一節 維摩 一日目 五 森虞と覚羅
維摩が帝宮に入ると、後ろから怖気た声で話しかけられた。
「あ、あのう」
維摩は声のした方へ振り向いて見ると、そこには同い歳ぐらいで見覚えがある女が一人、叱られるのを待っているような不安顔で立っていた。確か彼女、マヤ姫に付けられた女官の一人で、呼ばれていた名を『カクラ』いった。維摩は失礼があってはならないと思い、カクラに恭しく一礼した。
「これはカクラ様。如何されましたか」
高貴な気風を漂わせる維摩に、随分と気の抜けた声が返って来た。
「あ、えっ。あれぇ」
「如何致しましたか」
後で知ったのだが、どうやら彼女は維摩のことを雲の上のような身分と思っていたのだ。だが、維摩が馬鹿に丁寧な礼をしてくるので、抱いていた畏怖が困惑へと変化してしまったのである。
「あ、いえ……。と、とりあえず寝室は綺麗にしておい……おきましたので」
「御対応、感謝致します」
「いえ、それ程でも……えっと、これから私達の部屋に案内するので一緒に来て下さいませんか」
「失礼ですが、斎宮様の部屋に側付き用の一室が設けられていたと記憶しているのですが」
「姫殿下のお達しで、その部屋に触れること一切罷り成らない。と、こう仰ってまして……」
成程。あの部屋にはライナの床が敷いてある。これ以上、ライナの何も汚されたくないという理由から、女官にそう申し付けたのであろう。
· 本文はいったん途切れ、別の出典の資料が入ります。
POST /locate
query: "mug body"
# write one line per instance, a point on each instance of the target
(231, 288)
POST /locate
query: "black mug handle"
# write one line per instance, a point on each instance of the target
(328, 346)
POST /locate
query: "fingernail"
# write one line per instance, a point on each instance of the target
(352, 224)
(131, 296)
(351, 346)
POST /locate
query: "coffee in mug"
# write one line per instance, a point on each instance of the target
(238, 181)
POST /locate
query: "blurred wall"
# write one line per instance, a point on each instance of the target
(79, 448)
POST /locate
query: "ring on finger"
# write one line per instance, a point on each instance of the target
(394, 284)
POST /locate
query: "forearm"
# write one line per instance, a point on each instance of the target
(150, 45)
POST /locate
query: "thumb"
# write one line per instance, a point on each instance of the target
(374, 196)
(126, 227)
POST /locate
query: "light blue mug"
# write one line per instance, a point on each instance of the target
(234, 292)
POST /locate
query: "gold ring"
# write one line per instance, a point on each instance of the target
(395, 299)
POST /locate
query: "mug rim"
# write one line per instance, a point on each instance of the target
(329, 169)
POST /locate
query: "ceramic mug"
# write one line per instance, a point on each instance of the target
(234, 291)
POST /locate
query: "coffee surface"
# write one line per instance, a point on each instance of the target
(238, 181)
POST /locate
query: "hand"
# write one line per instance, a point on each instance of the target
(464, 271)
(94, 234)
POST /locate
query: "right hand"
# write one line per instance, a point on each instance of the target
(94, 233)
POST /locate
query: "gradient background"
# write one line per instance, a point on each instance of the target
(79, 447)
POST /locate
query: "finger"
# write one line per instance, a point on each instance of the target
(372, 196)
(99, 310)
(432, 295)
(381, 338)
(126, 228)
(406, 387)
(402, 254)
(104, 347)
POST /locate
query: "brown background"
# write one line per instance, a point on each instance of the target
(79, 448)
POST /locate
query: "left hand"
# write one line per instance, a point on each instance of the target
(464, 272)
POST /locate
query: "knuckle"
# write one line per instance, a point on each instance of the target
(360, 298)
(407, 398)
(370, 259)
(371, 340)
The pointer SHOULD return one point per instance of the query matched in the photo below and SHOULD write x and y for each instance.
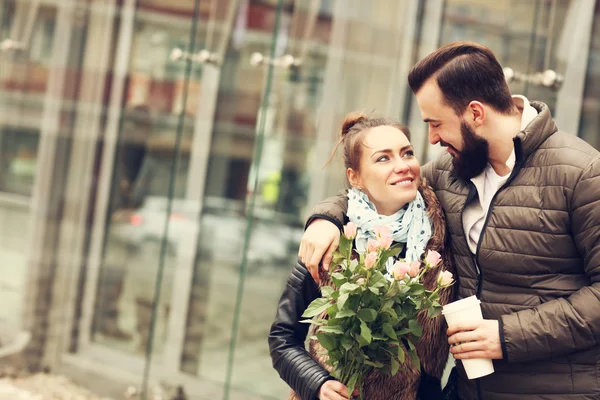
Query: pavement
(43, 387)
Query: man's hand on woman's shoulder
(319, 241)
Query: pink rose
(385, 242)
(372, 245)
(445, 279)
(400, 269)
(433, 258)
(414, 269)
(382, 231)
(370, 260)
(350, 230)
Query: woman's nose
(401, 166)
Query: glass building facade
(158, 159)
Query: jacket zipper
(514, 172)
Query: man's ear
(476, 113)
(353, 177)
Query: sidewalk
(43, 387)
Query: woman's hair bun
(351, 120)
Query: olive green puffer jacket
(537, 266)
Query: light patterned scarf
(408, 225)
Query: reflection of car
(221, 228)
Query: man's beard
(472, 160)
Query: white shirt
(489, 182)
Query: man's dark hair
(464, 71)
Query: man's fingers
(472, 354)
(329, 255)
(467, 347)
(313, 265)
(464, 336)
(333, 390)
(466, 326)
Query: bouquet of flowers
(368, 320)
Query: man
(522, 201)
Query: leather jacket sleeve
(287, 337)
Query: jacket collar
(536, 132)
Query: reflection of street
(133, 253)
(252, 364)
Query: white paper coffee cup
(468, 310)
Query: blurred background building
(158, 158)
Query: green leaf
(401, 354)
(395, 366)
(367, 314)
(365, 332)
(353, 265)
(316, 307)
(434, 311)
(376, 364)
(327, 291)
(337, 330)
(389, 330)
(332, 310)
(387, 305)
(327, 341)
(338, 279)
(345, 313)
(416, 289)
(342, 301)
(348, 288)
(378, 280)
(345, 245)
(347, 343)
(415, 328)
(352, 384)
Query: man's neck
(501, 141)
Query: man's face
(470, 152)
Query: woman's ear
(353, 178)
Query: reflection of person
(131, 151)
(522, 201)
(384, 173)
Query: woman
(386, 189)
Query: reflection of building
(233, 159)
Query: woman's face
(388, 172)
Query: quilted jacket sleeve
(332, 209)
(286, 339)
(570, 324)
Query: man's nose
(434, 138)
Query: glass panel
(225, 202)
(589, 128)
(24, 79)
(147, 211)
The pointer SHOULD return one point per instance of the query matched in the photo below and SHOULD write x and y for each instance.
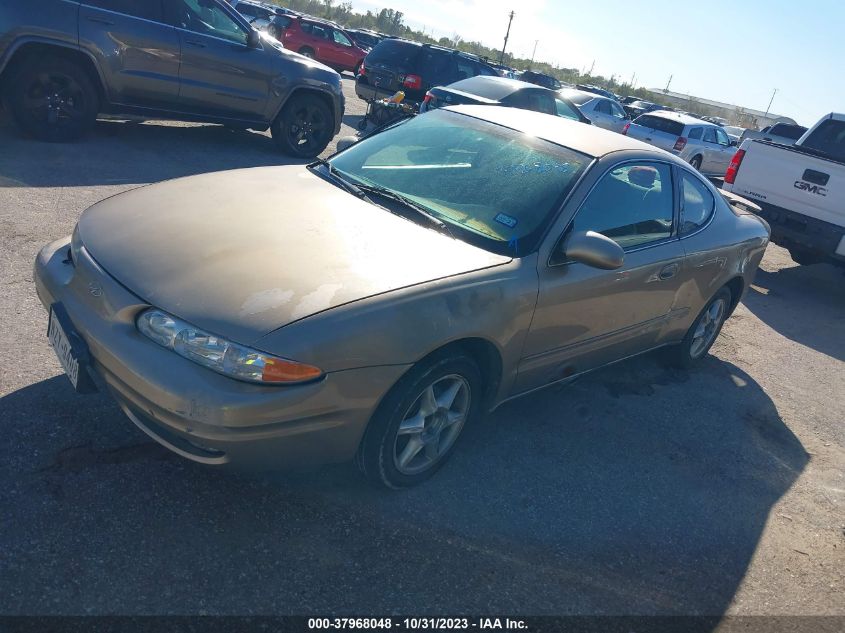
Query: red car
(324, 42)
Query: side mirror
(346, 142)
(594, 249)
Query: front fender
(403, 326)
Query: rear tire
(418, 424)
(54, 100)
(304, 127)
(803, 257)
(702, 333)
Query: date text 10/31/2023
(415, 624)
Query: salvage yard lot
(637, 490)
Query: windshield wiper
(408, 203)
(339, 180)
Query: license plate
(70, 349)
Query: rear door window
(539, 101)
(632, 205)
(395, 54)
(617, 110)
(697, 203)
(675, 128)
(437, 68)
(565, 110)
(828, 139)
(340, 38)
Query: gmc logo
(806, 186)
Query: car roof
(580, 97)
(684, 119)
(586, 139)
(494, 88)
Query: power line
(507, 34)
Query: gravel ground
(637, 490)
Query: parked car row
(512, 93)
(192, 60)
(414, 68)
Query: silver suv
(703, 145)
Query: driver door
(587, 317)
(220, 74)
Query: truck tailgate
(794, 180)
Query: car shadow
(803, 303)
(638, 490)
(129, 152)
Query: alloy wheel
(432, 424)
(54, 99)
(708, 328)
(307, 128)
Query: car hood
(244, 252)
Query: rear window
(394, 52)
(793, 132)
(576, 97)
(828, 139)
(660, 124)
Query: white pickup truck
(800, 189)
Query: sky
(736, 51)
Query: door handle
(669, 271)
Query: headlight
(224, 357)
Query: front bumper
(194, 411)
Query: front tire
(416, 427)
(703, 332)
(304, 127)
(53, 99)
(803, 257)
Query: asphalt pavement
(637, 490)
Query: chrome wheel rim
(54, 99)
(708, 327)
(307, 128)
(431, 424)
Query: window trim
(163, 20)
(236, 17)
(681, 171)
(673, 236)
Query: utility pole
(505, 45)
(771, 101)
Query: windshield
(577, 97)
(492, 186)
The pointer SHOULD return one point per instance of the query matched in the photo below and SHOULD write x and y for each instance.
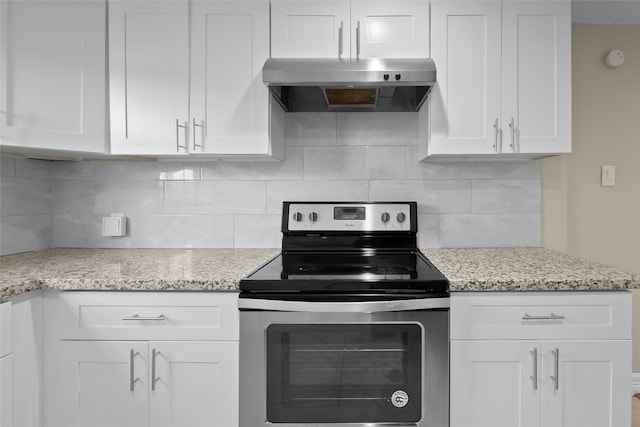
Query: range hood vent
(321, 85)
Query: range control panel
(349, 216)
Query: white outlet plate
(114, 225)
(608, 177)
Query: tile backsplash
(210, 204)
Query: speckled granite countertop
(481, 269)
(129, 269)
(525, 269)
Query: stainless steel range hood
(318, 85)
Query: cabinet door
(149, 76)
(465, 102)
(493, 384)
(398, 29)
(53, 75)
(6, 391)
(593, 383)
(104, 384)
(536, 58)
(310, 29)
(195, 384)
(229, 102)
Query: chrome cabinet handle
(556, 364)
(138, 317)
(358, 40)
(513, 135)
(186, 130)
(534, 377)
(496, 131)
(194, 134)
(340, 37)
(551, 316)
(154, 379)
(132, 370)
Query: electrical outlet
(608, 177)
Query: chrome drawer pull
(132, 371)
(534, 377)
(552, 316)
(154, 378)
(138, 317)
(556, 367)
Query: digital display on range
(349, 213)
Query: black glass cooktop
(344, 272)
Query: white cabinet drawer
(5, 328)
(203, 316)
(541, 315)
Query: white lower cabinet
(133, 384)
(155, 374)
(500, 380)
(6, 366)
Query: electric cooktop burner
(346, 247)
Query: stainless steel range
(348, 326)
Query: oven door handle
(343, 307)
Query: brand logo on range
(399, 398)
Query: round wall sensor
(614, 58)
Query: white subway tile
(530, 170)
(437, 196)
(310, 129)
(489, 230)
(507, 195)
(377, 128)
(156, 171)
(24, 233)
(215, 197)
(32, 168)
(84, 231)
(181, 231)
(428, 230)
(453, 169)
(25, 196)
(258, 231)
(354, 162)
(289, 169)
(103, 197)
(7, 166)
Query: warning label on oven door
(399, 398)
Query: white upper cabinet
(342, 29)
(536, 77)
(465, 102)
(396, 29)
(53, 75)
(186, 79)
(149, 76)
(504, 78)
(310, 29)
(229, 102)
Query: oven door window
(344, 373)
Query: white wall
(329, 156)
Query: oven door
(344, 364)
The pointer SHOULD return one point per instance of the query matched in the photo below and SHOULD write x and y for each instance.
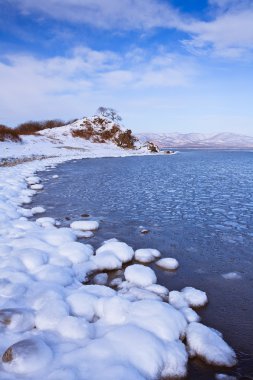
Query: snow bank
(140, 275)
(121, 250)
(168, 263)
(209, 345)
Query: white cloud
(122, 14)
(229, 34)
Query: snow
(85, 225)
(168, 263)
(209, 345)
(146, 255)
(121, 250)
(56, 326)
(24, 356)
(140, 275)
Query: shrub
(86, 133)
(7, 133)
(33, 127)
(126, 139)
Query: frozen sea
(198, 208)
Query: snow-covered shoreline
(63, 329)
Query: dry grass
(10, 134)
(33, 127)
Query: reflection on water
(198, 206)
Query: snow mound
(121, 250)
(209, 345)
(27, 356)
(168, 263)
(140, 275)
(146, 255)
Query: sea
(196, 206)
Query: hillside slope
(198, 140)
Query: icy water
(198, 206)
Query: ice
(17, 320)
(168, 263)
(27, 356)
(50, 314)
(74, 328)
(101, 279)
(169, 324)
(82, 304)
(60, 327)
(158, 289)
(177, 300)
(46, 221)
(140, 275)
(83, 234)
(146, 255)
(209, 345)
(38, 210)
(55, 273)
(121, 250)
(194, 297)
(85, 225)
(33, 180)
(38, 186)
(221, 376)
(107, 261)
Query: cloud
(64, 86)
(107, 14)
(229, 34)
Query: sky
(164, 65)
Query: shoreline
(21, 228)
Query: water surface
(198, 206)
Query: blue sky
(166, 66)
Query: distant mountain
(198, 140)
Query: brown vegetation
(7, 133)
(33, 127)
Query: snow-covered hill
(87, 137)
(198, 140)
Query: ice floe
(168, 263)
(55, 324)
(85, 225)
(146, 255)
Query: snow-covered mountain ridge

「解りました。では斎宮様が御就寝なされる前に一度お目通りしてからで宜しいでしょうか」
「あ、あの、斎宮様は……今日はもう誰とも会いたくないと、そう……」
一瞬、その言葉を無視して差し上げようか、とも思った。しかし、それをやるとマヤ姫の意固地が悪化してしまいそうだったので、ここは素直に引いておくのが賢明であると思い直した。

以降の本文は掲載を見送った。